Framelet Message Passing
- URL: http://arxiv.org/abs/2302.14806v1
- Date: Tue, 28 Feb 2023 17:56:19 GMT
- Title: Framelet Message Passing
- Authors: Xinliang Liu, Bingxin Zhou, Chutian Zhang, Yu Guang Wang
- Abstract summary: We propose a new message passing based on multiscale framelet transforms, called Framelet Message Passing.
It integrates framelet representation of neighbor nodes from multiple hops away in node message update.
We also propose a continuous message passing using neural ODE solvers.
- Score: 2.479720095773358
- License: http://creativecommons.org/licenses/by/4.0/
- Abstract: Graph neural networks (GNNs) have achieved champion in wide applications.

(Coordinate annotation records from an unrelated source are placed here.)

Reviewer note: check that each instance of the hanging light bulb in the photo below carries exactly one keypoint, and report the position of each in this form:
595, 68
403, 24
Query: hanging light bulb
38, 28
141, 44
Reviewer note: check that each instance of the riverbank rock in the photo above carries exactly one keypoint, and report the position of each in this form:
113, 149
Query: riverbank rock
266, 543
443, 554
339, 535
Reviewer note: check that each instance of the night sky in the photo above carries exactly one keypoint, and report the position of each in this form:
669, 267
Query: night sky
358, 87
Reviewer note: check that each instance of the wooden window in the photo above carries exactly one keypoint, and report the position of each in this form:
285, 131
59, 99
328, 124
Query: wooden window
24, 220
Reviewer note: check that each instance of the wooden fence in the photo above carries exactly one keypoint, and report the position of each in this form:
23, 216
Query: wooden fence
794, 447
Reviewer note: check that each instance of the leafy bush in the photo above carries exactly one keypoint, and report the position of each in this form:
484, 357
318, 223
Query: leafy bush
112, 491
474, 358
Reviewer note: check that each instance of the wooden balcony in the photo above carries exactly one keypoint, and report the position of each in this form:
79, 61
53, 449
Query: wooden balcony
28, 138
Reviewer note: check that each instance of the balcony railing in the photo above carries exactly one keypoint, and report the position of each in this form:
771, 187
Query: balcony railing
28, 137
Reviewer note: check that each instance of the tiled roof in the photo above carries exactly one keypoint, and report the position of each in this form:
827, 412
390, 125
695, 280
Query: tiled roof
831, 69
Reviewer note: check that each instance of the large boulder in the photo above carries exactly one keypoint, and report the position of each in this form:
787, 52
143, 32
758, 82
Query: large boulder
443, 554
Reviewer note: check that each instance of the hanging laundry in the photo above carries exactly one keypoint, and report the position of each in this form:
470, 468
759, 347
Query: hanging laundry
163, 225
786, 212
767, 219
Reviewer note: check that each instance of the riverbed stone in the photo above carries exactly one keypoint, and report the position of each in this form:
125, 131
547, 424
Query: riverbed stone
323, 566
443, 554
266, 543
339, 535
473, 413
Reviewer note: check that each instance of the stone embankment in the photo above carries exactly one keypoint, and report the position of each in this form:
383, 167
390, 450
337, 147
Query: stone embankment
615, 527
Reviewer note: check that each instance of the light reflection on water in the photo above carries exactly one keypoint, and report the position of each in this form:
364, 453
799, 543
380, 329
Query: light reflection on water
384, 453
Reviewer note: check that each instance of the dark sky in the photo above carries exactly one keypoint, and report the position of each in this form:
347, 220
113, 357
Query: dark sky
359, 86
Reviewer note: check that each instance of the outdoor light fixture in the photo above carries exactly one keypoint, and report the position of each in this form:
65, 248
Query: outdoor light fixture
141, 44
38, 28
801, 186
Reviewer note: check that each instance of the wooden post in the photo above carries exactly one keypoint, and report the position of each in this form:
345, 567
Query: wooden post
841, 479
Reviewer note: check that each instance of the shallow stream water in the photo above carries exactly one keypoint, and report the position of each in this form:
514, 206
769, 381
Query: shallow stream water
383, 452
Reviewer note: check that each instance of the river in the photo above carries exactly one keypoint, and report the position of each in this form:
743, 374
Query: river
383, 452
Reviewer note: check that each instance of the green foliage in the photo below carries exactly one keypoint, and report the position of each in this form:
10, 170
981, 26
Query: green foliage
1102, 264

Neural message passing is a typical key module for feature propagation by
aggregating neighboring features. In this work, we propose a new message
passing based on multiscale framelet transforms, called Framelet Message
Passing. Different from traditional spatial methods, it integrates framelet
representation of neighbor nodes from multiple hops away in node message
update. We also propose a continuous message passing using neural ODE solvers.
It turns both discrete and continuous cases can provably achieve network
stability and limit oversmoothing due to the multiscale property of framelets.
Numerical experiments on real graph datasets show that the continuous version
of the framelet message passing significantly outperforms existing methods when
learning heterogeneous graphs and achieves state-of-the-art performance on
classic node classification tasks with low computational costs.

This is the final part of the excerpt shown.